Les comentaba en la entrada anterior… que la riqueza extrema puede convertirse en una de los desafíos más importantes del Siglo XXI y en una amenaza tan grande para la estabilidad, pero sobre todo para la dignidad de la especie humana, como la pobreza extrema. Es obsceno, injusto, desproporcionado, esquizofrénico y cancerígeno que 85 personas tengan la misma riqueza que 3.500 millones. Se mire como se mire. Una desigualdad bien entendida alienta el espíritu emprendedor, mientras que una desigualdad monstruosa acaba fagocitando as sus propios hijos; cual Saturno devorador. Y no haya más.
En esta creciente desigualdad algo tiene que ver, a mi juicio, la arrolladora fortaleza ideológica anti-Estado del Consenso de Washington y su percepción de que cualquier cosa que huele a público, huele a ineficiencia e, incluso, a podrido. Es cierto que lo público, se ha ganado a pulso, parte de esta mala percepción; pero no lo es menos que más allá de corruptelas políticas y mordidas de algún empleado público, hay toda una legión de profesionales que están manteniendo la dignidad de los servicios públicos básicos contra vientos y mareas desmanteladoras. Son como la última barrera de contención que permite mantener la esperanza en la protección de la la comunidad frente a las inclemencias del tiempo y de la vida. Aunque nos quieran convencer de lo contrario (Aquí y aquí)
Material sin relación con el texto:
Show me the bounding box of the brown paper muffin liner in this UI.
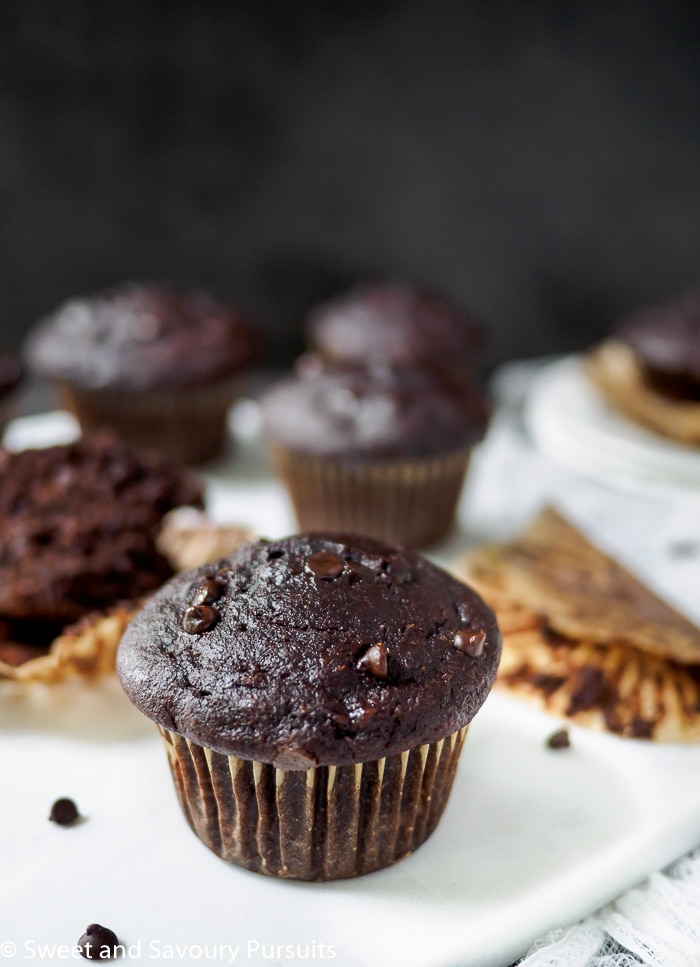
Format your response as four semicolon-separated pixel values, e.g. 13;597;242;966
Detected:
159;726;468;880
59;380;236;464
270;445;471;547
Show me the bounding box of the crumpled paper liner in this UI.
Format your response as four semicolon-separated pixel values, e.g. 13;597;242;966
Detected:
159;726;468;880
453;508;700;742
0;507;253;684
59;378;238;464
585;339;700;447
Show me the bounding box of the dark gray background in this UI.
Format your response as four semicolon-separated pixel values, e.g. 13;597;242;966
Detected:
0;0;700;372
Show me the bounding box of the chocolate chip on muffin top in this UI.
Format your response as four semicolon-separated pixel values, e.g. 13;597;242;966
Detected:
25;284;255;391
117;534;500;769
0;435;202;641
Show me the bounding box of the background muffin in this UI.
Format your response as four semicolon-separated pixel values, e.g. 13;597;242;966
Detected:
262;366;487;547
586;289;700;446
306;281;481;372
0;436;202;676
117;534;500;879
25;285;255;463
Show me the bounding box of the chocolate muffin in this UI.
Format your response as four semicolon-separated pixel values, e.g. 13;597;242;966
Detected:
306;281;481;373
25;284;255;463
262;366;487;547
117;534;501;880
0;436;202;657
585;289;700;447
0;349;22;434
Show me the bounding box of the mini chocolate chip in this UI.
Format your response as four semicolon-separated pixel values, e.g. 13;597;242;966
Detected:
49;799;80;826
182;604;219;635
453;631;486;658
78;923;119;960
357;641;389;678
192;578;224;605
387;557;413;584
547;729;571;749
306;551;345;581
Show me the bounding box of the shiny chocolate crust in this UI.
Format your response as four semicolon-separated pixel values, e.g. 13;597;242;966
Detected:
0;436;202;628
306;281;481;366
25;284;255;391
262;365;487;461
117;534;501;769
615;289;700;401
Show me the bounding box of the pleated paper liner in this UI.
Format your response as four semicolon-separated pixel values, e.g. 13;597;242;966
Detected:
270;445;471;547
60;380;236;464
159;726;467;880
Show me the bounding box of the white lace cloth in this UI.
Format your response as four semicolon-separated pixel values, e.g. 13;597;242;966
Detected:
519;850;700;967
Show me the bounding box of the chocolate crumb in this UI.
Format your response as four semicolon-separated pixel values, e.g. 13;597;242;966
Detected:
182;604;218;635
566;666;611;715
78;923;119;960
547;729;571;749
49;798;80;826
306;551;345;581
357;641;389;678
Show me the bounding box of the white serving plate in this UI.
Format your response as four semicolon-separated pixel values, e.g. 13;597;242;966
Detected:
525;356;700;494
0;408;700;967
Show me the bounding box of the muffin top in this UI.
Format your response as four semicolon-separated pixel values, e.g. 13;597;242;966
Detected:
0;436;202;639
306;282;481;366
0;349;22;396
25;284;262;391
262;366;487;461
615;289;700;397
117;534;501;769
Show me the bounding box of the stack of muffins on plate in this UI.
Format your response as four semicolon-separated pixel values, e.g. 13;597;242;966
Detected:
262;283;487;547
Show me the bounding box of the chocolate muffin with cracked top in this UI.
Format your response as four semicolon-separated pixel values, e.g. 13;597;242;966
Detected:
25;284;256;463
117;534;501;880
0;349;22;434
306;281;482;374
262;366;488;547
0;436;202;658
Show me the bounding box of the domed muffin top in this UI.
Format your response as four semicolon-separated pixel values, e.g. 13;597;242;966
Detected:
615;289;700;398
117;534;501;769
25;284;255;391
262;366;487;461
306;281;481;366
0;435;202;633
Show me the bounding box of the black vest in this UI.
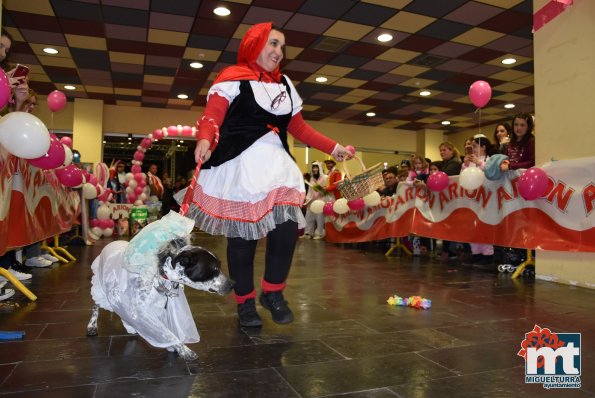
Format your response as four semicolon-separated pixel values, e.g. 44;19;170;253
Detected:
202;76;293;169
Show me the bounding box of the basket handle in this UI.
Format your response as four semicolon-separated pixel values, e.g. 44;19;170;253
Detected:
341;155;366;180
180;160;202;216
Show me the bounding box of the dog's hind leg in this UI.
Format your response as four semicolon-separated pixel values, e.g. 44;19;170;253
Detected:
167;343;198;362
87;304;99;336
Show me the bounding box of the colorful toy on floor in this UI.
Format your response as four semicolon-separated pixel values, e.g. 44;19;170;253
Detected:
386;294;432;310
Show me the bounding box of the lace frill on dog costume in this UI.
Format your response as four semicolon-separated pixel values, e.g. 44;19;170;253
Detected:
91;212;200;348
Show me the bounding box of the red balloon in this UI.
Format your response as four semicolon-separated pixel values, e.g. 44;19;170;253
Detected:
426;171;448;192
322;202;335;216
29;133;66;170
469;80;492;108
518;167;549;200
47;90;66;112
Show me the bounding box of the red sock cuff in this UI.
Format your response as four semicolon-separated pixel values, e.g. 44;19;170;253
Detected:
235;290;256;304
260;279;287;293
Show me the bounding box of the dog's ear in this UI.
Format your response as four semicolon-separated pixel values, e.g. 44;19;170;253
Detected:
174;246;221;282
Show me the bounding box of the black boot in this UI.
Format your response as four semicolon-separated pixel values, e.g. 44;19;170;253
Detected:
238;299;262;327
260;292;293;323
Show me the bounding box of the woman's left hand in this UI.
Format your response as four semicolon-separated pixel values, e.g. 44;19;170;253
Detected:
331;144;353;162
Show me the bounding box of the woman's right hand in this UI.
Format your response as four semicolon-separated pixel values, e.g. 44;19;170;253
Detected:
194;139;211;163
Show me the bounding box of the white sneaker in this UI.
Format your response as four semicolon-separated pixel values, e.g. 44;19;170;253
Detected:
39;253;60;263
0;287;14;301
25;256;52;268
0;268;33;282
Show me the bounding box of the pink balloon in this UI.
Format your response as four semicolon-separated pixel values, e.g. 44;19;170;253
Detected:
47;90;66;112
60;137;72;149
97;220;109;229
55;164;83;188
182;126;192;137
345;199;366;211
0;70;10;109
153;129;163;140
426;171;448;192
29;133;66;170
322;202;335;216
133;151;145;162
167;126;178;137
469;80;492;108
518;167;548;200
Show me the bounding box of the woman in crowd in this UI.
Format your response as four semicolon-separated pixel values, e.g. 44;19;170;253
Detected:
178;22;351;327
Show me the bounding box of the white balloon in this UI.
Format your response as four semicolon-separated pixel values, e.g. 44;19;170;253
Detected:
459;167;485;191
97;205;112;220
0;112;50;159
83;182;97;200
364;191;380;206
62;144;72;167
310;199;324;214
91;227;103;239
333;198;349;214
Personalmente no soy un acérrimo defensor del funcionariado, sino más bien de que el servicio se preste tutelado y financiado por el sector público de la forma más eficiente. Por ejemplo, si el servicio de recogida de basuras se presta más eficientemente (menor coste para el erario) a través de contratas que con funcionarios, pues bienvenido sea. Ahora bien, téngase en cuenta que la mayor eficiencia no es siempre el menor coste. Los tratamientos sanitarios suelen ser muy costosos y una reducción lineal de costes (disminución de plantillas, elminación de postoperatorios, derivación a tratamientos privados…) puede devenir en el deterioro del servicio.
Pues bien, respondiendo a la pregunta que intitula la entrada de hoy resulta evidente, según recoge el gráfico siguiente del The Economist, que España, al menos en términos comparativos, no tiene el exceso de empleados públicos que se predica.
Otra cantar es la asignación de los efectivos públicos. El exceso de unidades administrativas, la burocracia con tintes kafkianos, la duplicidad de competencias y ventanillas, los miles de empresas públicas y «dedos divinos» para nutrirlas con colegas y amigotes… En resumen toda una fuerza laboral con capacidad de mejorar la vida del ciudadano (excluidos los amigotes) pero con la falta de voluntad e imaginación política para «activarlos». Pero eso ya es otro problema.